GLAMOROUS AND EXPENSIVE HELICOPTER programs make it appear that Texas offers state-of-the-art emergency medical treatment. In fact, the helicopter programs, which could be used far more effectively, are only a small part of an inadequate and overburdened trauma system. The crisis is twofold. In small-town and rural Texas, 126 hospitals have closed in the last eleven years. Meanwhile, big-city emergency rooms are overloaded with patients, many of whom can’t pay.
In 1989 the Texas Legislature passed a law requiring the creation of a statewide system to make certain that critically injured patients get to a full-service 24-hour trauma hospital as soon as possible. But all the Department of Health has done is carve the state into 22 regions, each of which is supposed to come up with its own plan. The Legislature has authorized no funding; so nothing much is likely to happen.
What ought to be done? Trauma experts say there are a few things we can do:
• Treat helicopters as public utilities. Think of helicopters as flying ambulances. Most ambulances in Texas aren’t run for profit anymore, and helicopters shouldn’t be either. They should be part of the Emergency Medical Service system, as is the case in Austin. In Maryland, for example, most of the pilots and flight paramedics on helicopters are state troopers. When not on medical missions, helicopters are available for police work.

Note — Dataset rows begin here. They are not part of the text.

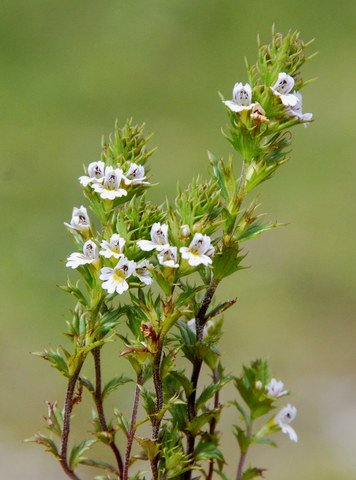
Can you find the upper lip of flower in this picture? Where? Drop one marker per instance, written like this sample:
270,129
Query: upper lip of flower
283,418
168,257
114,247
275,388
95,173
242,98
80,220
282,87
110,188
199,251
159,238
137,172
89,255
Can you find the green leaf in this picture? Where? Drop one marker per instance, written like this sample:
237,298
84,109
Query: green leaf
242,438
251,473
149,446
97,464
207,450
199,421
87,383
256,229
76,455
220,308
113,384
210,391
56,359
45,441
227,261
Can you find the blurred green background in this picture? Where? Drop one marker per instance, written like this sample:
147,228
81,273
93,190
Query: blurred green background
68,70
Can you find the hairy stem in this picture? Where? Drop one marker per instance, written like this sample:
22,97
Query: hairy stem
243,454
98,398
212,422
156,422
68,407
132,430
200,322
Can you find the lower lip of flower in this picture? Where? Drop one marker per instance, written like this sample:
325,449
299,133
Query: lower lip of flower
119,276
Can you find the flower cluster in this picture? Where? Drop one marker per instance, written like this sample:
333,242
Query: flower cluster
199,252
282,88
116,278
107,181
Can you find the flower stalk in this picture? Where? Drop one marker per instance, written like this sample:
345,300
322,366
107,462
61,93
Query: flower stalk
157,268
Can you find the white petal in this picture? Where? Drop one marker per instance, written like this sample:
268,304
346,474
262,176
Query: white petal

• Create a statewide 911 network. In trauma, time is everything. A single universal number will save minutes and lives. Currently only 40 percent of Texas’ population is covered by 911 systems.

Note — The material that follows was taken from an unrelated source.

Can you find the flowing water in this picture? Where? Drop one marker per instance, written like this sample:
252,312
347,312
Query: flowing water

• Improve the training of emergency workers. In Texas, entry-level EMS attendants average only 40 hours of training. The national average is 120 hours. The problem with minimally trained EMS workers is more severe outside of big cities. A few sparsely populated counties, such as King, Kenedy, and Loving, are what trauma experts call dead zones—they have no EMS system at all, neither ambulances nor volunteers.
• Provide funding for the treatment of trauma. Trauma is a money-losing proposition for hospitals because so many victims don’t have insurance. Ron Anderson, the president and chief executive officer of Dallas’ Parkland Memorial Hospital, has suggested taxing the main causes of trauma injuries—guns and cars—to help pay for emergency medical care. He has proposed both a “bullet tax”—a penny per bullet—and a $16 fee on cars, boats, and motorcycles to raise $225 million. This money would go to two types of hospitals: rural hospitals that can stabilize victims and big-city designated trauma centers.
• Limit emergency room liability. “You can’t treat trauma by a recipe,” Anderson says. Emergency room doctors treat patients with multiple injuries and unknown medical histories; they have to take risks in order to save lives. Liability limits would reassure doctors who are hesitant to treat trauma because they are afraid of getting sued.